Tuesday, 28 June 2016

30 Days Wild day 12- Snail safari

It was another day of rain, so when it stopped in the early evening, I went out into the garden for a snail safari. I loved snails when I was little- I was fascinated by their slow, deliberate movements and the way they use their eyes-on-stalks. They're still one of my favourite bits of unappreciated wildlife. 

My snail identification skills are pretty rudimentary at best, and normally restricted to "ooh, a snail. Don't step on it." But the sheer diversity I found when I started looking for them inspired me to get out the wildlife books and make an attempt at finding out what they actually were.

By my reckoning I found four species: garden snails (Helix aspersa or sometimes Cornu aspersum depending on which classification you favour), white-lipped snails (Capaea hortensis), a brown-lipped snail (Cepaea nemoralis) and what I think was a strawberry snail (Trichulus striolatus).

A white-lipped snail
White-lipped and brown-lipped snails are distinguished, as the name suggests, by the coloured bands on the lips of their shells. Like most things there can be exceptions, but this seems to be the best way of telling the two species apart. Garden snails are easily recognised, especially because, as far as I can tell, I'm too far north for it to be a roman snail instead.

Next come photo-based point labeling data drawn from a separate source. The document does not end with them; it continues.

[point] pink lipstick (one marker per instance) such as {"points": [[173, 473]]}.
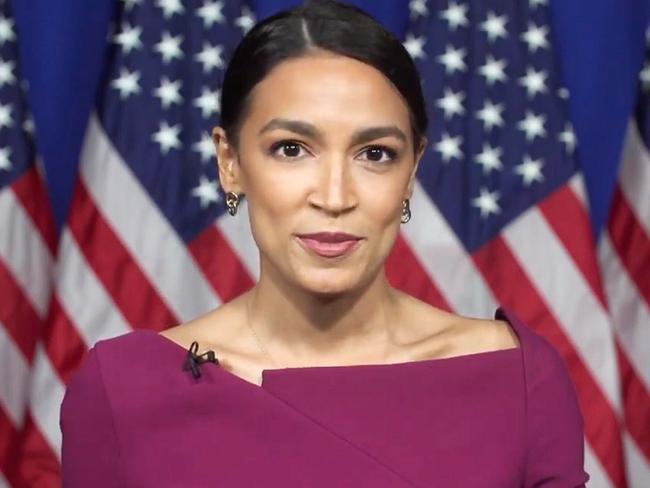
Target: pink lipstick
{"points": [[330, 244]]}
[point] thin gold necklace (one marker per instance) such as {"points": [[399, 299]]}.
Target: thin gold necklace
{"points": [[263, 349], [257, 339]]}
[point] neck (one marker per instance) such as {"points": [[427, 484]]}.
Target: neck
{"points": [[297, 326]]}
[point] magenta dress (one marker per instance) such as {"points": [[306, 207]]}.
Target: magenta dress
{"points": [[132, 416]]}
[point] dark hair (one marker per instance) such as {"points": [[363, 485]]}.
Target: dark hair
{"points": [[318, 24]]}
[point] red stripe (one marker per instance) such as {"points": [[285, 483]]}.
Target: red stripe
{"points": [[17, 314], [636, 403], [220, 264], [515, 291], [9, 443], [38, 465], [65, 348], [631, 242], [404, 272], [31, 192], [568, 218], [130, 289]]}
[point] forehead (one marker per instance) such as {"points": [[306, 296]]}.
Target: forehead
{"points": [[328, 89]]}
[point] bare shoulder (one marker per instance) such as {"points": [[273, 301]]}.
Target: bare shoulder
{"points": [[448, 334], [216, 330]]}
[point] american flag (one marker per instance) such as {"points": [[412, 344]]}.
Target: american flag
{"points": [[507, 220], [499, 213], [27, 246]]}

A garden snail raiding the bird feeder
It wasn't just the diversity of snails which was striking, but their behaviour too. According to my parents, there's been a snail resident in one of our bird feeders for several weeks. When I got close to it, I was able to see why- it was eating the bird seed. Garden snails are omnivores, not merely vegetation specialists, so it's unsurprising this one has taken advantage of such easily available food. Perhaps the seed is higher in energy or easier to digest than leaves, but I'd expect it to be much harder to chew!